While this works, I would like to see someway to get interceptor constructor injection working correctly through multiple calls, or calls to the Kernel further down the line to realize that it has already resolved an object still in scope (although I am guessing that it may think its out of scope since ASP.Net abandoned the scope upon await).

For any interested, I am going to try and post about this on my blog soon (see my user page if actually interested, not spamming SO myself).

其他提示

Per your request i'm going into more detail on how we've achieved "1 proxy : 1 interceptor" instance relation ship.

We've taken the easy way which does not offer as much flexibility as what the official ninject interception extensions offers. We are relying directly on castle.core dynamic proxy and thus castle's IInvocation interface.

(Please not the code below is for a proxy without target, but a proxy with target is quite similar -- the only thing which changes is that you'll need to know the target class type and use IResolutionRoot.Get<TargetClassType>() to instanciate it).

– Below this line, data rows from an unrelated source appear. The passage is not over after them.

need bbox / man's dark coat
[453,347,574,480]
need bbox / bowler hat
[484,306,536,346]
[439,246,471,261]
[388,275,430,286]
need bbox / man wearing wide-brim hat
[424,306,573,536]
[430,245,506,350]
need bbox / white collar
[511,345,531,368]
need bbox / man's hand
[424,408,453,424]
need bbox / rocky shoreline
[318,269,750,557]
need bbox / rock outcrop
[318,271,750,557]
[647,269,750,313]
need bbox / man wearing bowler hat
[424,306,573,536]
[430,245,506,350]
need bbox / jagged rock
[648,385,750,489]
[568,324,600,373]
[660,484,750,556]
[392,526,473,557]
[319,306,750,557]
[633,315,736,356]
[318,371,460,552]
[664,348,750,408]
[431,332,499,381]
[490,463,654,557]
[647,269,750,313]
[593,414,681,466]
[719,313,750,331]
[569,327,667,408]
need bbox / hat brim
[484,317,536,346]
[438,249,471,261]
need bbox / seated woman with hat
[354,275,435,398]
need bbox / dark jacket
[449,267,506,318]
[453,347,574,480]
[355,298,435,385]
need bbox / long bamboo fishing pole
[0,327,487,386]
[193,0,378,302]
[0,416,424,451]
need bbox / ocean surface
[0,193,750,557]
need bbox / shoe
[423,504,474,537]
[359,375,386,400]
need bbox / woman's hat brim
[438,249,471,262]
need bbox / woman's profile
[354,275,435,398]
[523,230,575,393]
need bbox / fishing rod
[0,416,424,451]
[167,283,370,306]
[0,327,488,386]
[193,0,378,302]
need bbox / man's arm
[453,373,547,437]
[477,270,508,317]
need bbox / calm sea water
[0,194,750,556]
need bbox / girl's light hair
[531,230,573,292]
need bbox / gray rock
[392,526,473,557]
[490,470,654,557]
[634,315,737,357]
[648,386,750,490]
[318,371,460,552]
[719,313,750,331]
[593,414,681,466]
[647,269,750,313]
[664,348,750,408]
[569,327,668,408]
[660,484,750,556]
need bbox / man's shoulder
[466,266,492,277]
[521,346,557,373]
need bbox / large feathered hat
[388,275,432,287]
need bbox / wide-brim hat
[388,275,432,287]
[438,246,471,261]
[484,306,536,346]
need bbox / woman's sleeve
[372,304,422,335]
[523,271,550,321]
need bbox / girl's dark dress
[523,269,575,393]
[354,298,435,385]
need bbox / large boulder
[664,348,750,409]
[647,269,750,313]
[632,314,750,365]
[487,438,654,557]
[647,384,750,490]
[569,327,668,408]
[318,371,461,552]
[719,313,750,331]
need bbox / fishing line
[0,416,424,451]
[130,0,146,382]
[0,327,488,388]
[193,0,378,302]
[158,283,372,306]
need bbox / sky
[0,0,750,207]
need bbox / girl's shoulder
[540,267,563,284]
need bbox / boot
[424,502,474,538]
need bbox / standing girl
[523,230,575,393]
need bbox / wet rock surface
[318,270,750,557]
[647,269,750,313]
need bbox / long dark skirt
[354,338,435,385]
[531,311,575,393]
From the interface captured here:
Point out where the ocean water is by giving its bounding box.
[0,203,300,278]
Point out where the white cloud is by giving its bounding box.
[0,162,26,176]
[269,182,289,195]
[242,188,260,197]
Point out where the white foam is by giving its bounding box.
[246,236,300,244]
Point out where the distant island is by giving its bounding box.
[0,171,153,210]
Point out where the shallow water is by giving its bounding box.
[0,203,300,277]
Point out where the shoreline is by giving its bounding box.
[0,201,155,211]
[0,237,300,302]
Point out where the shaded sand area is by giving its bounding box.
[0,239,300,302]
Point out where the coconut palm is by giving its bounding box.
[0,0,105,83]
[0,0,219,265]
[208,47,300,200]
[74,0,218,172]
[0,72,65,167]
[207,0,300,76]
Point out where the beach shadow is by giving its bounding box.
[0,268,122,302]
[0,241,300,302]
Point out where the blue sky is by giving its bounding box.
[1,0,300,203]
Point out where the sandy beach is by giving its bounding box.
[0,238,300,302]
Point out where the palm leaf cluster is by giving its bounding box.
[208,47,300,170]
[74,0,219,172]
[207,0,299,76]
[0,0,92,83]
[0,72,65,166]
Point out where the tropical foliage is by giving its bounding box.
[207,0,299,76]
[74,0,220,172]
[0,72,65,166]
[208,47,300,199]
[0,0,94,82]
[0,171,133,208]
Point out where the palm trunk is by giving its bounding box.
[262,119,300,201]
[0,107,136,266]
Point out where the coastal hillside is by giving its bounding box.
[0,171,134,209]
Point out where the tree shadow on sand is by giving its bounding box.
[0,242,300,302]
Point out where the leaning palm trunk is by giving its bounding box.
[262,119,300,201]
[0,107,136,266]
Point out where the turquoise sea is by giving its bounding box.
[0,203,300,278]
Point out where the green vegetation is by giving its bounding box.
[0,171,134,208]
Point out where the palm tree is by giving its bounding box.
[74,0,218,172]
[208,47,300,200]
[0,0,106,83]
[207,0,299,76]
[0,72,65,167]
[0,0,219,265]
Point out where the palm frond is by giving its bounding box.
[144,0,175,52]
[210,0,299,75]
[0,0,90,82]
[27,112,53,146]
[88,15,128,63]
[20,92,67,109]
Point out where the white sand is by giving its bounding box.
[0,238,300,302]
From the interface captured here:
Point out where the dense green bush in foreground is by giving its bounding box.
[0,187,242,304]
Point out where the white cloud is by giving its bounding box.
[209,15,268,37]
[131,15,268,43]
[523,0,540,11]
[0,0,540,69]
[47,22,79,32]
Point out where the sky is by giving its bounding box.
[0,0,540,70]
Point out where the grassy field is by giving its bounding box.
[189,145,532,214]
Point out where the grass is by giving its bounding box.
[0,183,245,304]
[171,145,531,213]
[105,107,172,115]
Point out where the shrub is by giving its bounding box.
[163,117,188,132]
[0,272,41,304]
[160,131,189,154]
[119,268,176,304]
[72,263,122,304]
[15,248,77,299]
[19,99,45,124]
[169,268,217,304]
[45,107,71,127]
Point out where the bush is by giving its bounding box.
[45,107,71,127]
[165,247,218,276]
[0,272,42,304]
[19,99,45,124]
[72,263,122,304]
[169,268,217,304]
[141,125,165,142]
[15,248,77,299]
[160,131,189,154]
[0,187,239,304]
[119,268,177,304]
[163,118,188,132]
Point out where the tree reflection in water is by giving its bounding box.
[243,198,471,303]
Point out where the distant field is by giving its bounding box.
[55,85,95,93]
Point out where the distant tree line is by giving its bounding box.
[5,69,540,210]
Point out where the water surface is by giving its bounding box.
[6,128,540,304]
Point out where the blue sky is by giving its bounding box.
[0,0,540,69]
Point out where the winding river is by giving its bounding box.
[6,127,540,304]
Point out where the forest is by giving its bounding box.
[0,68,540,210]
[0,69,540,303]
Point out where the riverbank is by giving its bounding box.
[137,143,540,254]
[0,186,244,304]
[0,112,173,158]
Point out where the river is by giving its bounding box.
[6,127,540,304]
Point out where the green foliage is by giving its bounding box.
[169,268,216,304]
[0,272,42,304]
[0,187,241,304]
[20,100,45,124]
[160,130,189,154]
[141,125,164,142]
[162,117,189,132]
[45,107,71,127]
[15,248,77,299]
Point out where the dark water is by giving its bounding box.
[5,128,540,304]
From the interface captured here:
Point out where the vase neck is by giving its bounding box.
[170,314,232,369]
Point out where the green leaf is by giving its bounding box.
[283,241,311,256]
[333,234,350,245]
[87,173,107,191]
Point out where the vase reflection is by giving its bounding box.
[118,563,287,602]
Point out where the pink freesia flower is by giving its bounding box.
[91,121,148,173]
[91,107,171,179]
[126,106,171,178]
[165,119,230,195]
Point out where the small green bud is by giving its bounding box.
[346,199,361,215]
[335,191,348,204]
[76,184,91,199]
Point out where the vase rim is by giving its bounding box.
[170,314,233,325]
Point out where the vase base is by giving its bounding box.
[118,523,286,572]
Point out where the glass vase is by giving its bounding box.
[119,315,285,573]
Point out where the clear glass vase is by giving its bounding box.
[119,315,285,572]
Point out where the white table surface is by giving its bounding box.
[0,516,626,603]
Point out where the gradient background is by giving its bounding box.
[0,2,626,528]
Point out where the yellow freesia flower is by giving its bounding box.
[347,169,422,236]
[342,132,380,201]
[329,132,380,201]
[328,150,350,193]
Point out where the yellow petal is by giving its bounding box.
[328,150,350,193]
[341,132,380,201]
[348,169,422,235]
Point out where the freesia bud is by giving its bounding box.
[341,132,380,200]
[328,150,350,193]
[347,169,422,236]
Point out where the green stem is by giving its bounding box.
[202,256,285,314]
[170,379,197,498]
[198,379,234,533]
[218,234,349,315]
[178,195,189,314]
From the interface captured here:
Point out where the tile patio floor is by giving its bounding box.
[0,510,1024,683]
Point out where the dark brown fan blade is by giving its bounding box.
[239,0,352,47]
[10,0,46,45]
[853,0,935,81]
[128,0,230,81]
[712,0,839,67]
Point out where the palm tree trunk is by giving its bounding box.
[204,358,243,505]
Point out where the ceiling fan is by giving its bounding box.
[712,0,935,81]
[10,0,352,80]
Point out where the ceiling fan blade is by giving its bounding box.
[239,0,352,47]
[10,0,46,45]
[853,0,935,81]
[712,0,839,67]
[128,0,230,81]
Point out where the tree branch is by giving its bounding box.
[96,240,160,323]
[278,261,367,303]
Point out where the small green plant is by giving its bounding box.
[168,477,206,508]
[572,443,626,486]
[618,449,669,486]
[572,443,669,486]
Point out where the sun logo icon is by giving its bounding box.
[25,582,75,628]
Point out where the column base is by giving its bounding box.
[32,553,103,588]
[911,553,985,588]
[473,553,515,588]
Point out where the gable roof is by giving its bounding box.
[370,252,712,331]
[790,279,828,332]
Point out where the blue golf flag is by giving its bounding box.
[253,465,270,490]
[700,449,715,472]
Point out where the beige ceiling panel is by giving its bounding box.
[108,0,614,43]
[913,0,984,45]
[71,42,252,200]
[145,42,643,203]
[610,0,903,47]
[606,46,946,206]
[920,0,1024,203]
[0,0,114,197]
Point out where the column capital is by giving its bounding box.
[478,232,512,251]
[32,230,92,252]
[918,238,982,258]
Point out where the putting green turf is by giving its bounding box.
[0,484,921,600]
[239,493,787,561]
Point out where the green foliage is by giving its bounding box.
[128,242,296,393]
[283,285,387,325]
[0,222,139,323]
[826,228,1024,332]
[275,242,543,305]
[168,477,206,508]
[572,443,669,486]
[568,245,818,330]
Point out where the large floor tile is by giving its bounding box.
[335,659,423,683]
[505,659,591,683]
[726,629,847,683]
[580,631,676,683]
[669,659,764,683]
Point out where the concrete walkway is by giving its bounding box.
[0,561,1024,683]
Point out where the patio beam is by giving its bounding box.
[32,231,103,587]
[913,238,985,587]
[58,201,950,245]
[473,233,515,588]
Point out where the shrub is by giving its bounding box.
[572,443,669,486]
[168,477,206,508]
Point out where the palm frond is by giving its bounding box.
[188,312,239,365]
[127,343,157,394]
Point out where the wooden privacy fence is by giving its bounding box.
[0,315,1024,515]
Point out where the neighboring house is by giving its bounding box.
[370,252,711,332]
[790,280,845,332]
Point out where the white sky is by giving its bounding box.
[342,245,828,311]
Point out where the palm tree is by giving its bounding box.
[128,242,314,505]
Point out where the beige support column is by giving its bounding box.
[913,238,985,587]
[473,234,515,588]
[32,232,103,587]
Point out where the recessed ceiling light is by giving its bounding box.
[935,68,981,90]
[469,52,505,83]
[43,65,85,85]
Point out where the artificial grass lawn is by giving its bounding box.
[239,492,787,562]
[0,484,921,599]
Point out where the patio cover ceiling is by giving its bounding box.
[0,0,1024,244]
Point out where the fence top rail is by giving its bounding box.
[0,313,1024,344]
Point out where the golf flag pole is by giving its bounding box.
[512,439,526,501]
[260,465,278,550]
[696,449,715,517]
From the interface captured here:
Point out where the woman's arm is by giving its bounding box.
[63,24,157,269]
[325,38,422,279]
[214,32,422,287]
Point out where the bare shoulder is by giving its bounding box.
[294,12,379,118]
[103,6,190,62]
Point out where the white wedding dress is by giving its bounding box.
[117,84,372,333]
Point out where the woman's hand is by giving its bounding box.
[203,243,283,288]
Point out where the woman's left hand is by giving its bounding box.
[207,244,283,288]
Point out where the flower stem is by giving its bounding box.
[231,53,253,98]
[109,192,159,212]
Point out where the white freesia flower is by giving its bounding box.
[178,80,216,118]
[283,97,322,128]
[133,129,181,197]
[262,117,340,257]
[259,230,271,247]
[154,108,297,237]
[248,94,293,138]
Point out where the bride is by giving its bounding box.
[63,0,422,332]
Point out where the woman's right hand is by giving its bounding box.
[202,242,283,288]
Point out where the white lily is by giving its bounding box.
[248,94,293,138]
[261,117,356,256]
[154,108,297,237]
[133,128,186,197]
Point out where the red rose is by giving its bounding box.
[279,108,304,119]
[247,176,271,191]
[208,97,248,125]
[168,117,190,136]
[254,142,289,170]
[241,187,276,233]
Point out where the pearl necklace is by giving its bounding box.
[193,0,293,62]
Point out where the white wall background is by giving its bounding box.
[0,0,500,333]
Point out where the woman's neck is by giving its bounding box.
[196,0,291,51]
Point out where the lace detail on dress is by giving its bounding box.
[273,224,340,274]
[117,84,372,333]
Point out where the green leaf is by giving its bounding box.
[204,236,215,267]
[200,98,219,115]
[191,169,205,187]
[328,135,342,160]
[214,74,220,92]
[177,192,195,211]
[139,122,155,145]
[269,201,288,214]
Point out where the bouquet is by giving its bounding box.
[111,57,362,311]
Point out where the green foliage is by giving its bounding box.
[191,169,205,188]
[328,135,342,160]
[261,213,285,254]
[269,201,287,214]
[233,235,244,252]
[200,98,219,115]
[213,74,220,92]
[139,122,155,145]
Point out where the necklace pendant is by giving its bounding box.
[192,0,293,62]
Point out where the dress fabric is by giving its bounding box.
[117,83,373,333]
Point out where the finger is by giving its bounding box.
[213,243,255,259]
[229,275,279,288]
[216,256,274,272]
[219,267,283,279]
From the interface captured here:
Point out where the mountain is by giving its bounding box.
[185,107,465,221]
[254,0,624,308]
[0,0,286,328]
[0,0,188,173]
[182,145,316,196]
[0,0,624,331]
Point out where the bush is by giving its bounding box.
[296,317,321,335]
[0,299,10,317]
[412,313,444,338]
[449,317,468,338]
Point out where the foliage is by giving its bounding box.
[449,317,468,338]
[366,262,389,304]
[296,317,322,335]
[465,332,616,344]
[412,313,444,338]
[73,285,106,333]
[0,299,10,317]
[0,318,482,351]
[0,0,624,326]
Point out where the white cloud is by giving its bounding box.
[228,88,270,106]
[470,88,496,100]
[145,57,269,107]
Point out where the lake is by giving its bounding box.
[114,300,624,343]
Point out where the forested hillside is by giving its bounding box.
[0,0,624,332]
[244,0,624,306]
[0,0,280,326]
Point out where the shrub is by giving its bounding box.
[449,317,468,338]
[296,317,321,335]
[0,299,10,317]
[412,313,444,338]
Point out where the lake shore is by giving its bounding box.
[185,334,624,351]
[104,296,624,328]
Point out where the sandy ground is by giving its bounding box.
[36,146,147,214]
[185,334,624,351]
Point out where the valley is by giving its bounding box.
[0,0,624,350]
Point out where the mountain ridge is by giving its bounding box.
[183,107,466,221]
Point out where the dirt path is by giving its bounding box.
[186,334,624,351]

Basically we created a binding like:

IBindingRoot.Bind<IFoo>()
     .ToProvider<InterfaceProxyWithoutTargetProvider<IFoo>>();

Now of course we need to know which interceptors the proxy shall use. Again we are using an easy - and not so nice - design:

public interface IInterceptorBindingDefinition<TTarget>
{ 
     Type InterceptorType { get; }
}

public class InterceptorBindingDefinition<TTarget, TInterceptor> : IInterceptorBindingDefinition<TTarget>
  where TInterceptor : IInterceptor
{
     Type InterceptorType { get { return typeof(TInterceptor); } }
}

IBindingRoot
  .Bind<IInterceptorBindingDefinition<IFoo>>()
  .To<InterceptorBindingDefinition<TTarget, LoggingInterceptor>();

IBindingRoot
  .Bind<IInterceptorBindingDefinition<IFoo>>()
  .To<InterceptorBindingDefinition<TTarget, SomeOtherInterceptor>();      

This means IFoo shall get two interceptors: LoggingInterceptor and SomeOtherInterceptor.

and the implementation of the provider:

public class InterfaceProxyWithoutTargetProvider<TInterface> : IProvider<TInterface>
    where TInterface : class
{
    private readonly IProxyGenerator proxyGenerator;
    private readonly IInterceptorFactory interceptorFactory;

    public InterfaceProxyWithoutTargetProvider(IProxyGenerator proxyGenerator, IInterceptorFactory interceptorFactory)
    {
        this.proxyGenerator = proxyGenerator;
        this.interceptorFactory = interceptorFactory;
    }

    public Type Type
    {
        get { return typeof(TInterface); }
    }

    public object Create(IContext context)
    {

         var interceptorTypes = context.Kernel.Get<IEnumerable<IInterceptorBindingDefinition<TInterface>>();

         IList<IInterceptor> interceptors = interceptorTypes
              .Select(x => x.InterceptorType)
              .Select(x => context.ContextPreservingGet(x))
              .ToList();

        return this.proxyGenerator.CreateInterfaceProxyWithoutTarget<TInterface>(interceptors);
    }
}

Now of course we polished the thing a little bit so we have a fluent syntax configuring the binding of the proxy and the interceptor - which is easy enough.

However ninject.extensions.interception's approach with its IAdviceRegistry and IAdvice is certainly better (but also requires more insight into how ninject works).